Background: Use of antiretroviral drugs (ARVs) during pregnancy has been associated with higher risk of preterm birth.
Methods: The Pediatric HIV/AIDS Cohort Study network's Surveillance Monitoring for ART Toxicities study is a US-based cohort of human immunodeficiency virus (HIV)-exposed uninfected children. We evaluated maternal ARV use during pregnancy and the risk of any type of preterm birth (ie, birth before 37 completed weeks of gestation), the risk of spontaneous preterm birth (ie, preterm birth that occurred after preterm labor or membrane rupture, without other complications), and the risk of small for gestational age (SGA; ie, a birth weight of <10th percentile for gestational age). Multivariable logistic regression models were used to evaluate the association of ARVs and timing of exposure, while adjusting for maternal characteristics.

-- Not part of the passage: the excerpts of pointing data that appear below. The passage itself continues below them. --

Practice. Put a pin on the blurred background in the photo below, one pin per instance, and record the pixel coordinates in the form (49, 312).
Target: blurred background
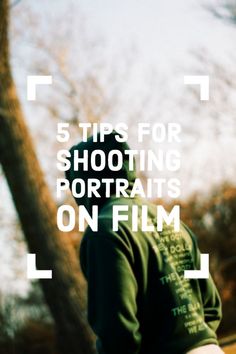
(125, 61)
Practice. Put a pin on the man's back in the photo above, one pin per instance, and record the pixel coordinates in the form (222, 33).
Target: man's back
(138, 298)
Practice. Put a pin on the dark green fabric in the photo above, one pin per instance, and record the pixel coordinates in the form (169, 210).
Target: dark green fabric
(135, 281)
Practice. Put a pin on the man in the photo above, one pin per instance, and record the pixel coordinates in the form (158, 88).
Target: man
(138, 299)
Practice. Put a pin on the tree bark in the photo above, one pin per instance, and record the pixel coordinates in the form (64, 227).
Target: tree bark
(37, 212)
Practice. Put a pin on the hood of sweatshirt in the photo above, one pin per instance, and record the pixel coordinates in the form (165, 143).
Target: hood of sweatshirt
(110, 143)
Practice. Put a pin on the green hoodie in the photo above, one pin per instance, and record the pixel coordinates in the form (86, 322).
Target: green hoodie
(138, 299)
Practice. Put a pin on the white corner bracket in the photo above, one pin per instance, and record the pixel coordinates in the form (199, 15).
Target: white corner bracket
(32, 272)
(203, 273)
(33, 81)
(202, 81)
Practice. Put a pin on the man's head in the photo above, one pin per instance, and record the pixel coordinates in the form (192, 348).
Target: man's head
(110, 143)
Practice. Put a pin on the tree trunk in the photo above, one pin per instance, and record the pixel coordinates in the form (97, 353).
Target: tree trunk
(37, 212)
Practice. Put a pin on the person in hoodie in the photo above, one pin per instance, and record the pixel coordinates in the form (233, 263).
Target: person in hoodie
(138, 299)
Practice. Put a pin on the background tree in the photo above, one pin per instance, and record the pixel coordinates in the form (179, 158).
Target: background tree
(37, 211)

Results: Among 1869 singleton births, 18.6% were preterm, 10.2% were spontaneous preterm, and 7.3% were SGA. A total of 89% used 3-drug combination ARV regimens during pregnancy. In adjusted models, the odds of preterm birth and spontaneous preterm birth were significantly greater among mothers who used protease inhibitors during the first trimester (adjusted odds ratios, 1.55 and 1.59, respectively) but not among mothers who used nonnucleoside reverse-transcriptase inhibitor or triple-nucleoside regimens during the first trimester. Combination ARV exposure starting later in pregnancy was not associated with increased risk. No associations were observed between SGA and exposure to combination ARV regimens.
Conclusions: Protease inhibitor use early in pregnancy may be associated with increased risk for prematurity.